Highly Efficient Real-Time Streaming and Fully On-Device Speaker Diarization with Multi-Stage Clustering
Quan Wang, Yiling Huang, Han Lu, Guanlong Zhao, Ignacio Lopez Moreno
TL;DR
This work tackles real-time, on-device speaker diarization under tight CPU, memory, and power budgets across inputs of varying lengths. It introduces a multi-stage clustering framework that combines AHC and spectral clustering with dynamic compression, enforcing upper bounds $U_1$ and $U_2$ to bound time and memory while maintaining accuracy. Short-form inputs benefit from an AHC fallback, medium-length inputs are clustered spectrally to estimate speaker counts, and long-form inputs are compressed via a pre-clusterer before final clustering, with a caching mechanism to preserve bounded cost.

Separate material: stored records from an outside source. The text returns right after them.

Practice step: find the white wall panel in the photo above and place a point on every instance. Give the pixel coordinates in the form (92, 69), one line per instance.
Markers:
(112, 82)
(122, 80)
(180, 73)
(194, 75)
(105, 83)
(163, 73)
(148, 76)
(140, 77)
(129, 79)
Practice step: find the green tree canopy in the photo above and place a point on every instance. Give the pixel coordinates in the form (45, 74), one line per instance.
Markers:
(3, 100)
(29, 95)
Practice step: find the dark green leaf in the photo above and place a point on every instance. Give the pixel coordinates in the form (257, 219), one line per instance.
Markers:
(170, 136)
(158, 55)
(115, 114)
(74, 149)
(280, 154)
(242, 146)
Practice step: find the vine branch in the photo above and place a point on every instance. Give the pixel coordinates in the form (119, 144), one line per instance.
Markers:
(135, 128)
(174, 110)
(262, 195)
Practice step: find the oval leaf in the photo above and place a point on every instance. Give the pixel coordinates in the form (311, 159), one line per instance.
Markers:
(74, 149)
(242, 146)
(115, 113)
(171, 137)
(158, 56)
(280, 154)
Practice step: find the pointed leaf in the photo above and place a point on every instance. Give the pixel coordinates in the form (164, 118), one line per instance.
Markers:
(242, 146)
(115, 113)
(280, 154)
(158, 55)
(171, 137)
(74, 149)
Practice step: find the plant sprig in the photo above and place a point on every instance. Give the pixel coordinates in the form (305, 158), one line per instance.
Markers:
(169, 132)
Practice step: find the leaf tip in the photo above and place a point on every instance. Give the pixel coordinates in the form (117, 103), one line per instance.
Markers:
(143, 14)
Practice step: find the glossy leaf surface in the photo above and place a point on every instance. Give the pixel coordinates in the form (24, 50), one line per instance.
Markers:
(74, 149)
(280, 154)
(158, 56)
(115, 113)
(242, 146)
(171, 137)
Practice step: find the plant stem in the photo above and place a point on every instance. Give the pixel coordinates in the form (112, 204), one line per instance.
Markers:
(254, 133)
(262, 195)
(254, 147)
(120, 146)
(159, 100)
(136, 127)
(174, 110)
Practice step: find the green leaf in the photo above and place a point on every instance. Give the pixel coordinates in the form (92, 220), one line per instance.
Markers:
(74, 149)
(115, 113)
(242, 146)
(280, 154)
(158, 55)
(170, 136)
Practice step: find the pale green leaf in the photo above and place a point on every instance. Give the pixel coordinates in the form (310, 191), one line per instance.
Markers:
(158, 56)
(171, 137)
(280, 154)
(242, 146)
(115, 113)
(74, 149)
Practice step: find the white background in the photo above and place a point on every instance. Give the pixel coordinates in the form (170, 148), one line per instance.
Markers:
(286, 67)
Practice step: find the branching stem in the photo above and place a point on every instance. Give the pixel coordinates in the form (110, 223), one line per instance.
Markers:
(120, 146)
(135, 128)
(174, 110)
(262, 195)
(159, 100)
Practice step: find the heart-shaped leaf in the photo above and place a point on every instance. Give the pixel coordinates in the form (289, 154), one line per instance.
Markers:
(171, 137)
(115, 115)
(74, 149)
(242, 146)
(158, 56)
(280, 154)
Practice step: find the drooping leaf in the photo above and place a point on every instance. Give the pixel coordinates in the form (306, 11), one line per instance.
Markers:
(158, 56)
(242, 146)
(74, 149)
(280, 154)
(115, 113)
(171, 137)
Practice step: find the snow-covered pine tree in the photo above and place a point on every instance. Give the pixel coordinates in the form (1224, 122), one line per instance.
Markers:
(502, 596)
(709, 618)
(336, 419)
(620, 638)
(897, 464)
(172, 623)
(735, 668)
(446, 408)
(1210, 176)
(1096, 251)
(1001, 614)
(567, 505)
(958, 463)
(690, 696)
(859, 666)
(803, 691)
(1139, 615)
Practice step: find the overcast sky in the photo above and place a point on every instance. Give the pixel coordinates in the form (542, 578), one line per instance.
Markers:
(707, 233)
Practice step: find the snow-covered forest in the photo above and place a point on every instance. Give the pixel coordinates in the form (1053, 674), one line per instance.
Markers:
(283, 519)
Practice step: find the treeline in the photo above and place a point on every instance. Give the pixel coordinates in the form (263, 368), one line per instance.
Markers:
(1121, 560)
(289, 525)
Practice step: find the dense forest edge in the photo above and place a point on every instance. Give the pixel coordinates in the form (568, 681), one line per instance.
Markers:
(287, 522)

On-device CPU benchmarks (e.g., Pixel 4) and DER analyses on multiple datasets demonstrate practical viability and tunable trade-offs between clustering quality and resource usage, enabling robust streaming diarization on mobile devices.
Abstract
While recent research advances in speaker diarization mostly focus on improving the quality of diarization results, there is also an increasing interest in improving the efficiency of diarization systems. In this paper, we demonstrate that a multi-stage clustering strategy that uses different clustering algorithms for input of different lengths can address multi-faceted challenges of on-device speaker diarization applications. Specifically, a fallback clusterer is used to handle short-form inputs; a main clusterer is used to handle medium-length inputs; and a pre-clusterer is used to compress long-form inputs before they are processed by the main clusterer. Both the main clusterer and the pre-clusterer can be configured with an upper bound of the computational complexity to adapt to devices with different resource constraints. This multi-stage clustering strategy is critical for streaming on-device speaker diarization systems, where the budgets of CPU, memory and battery are tight.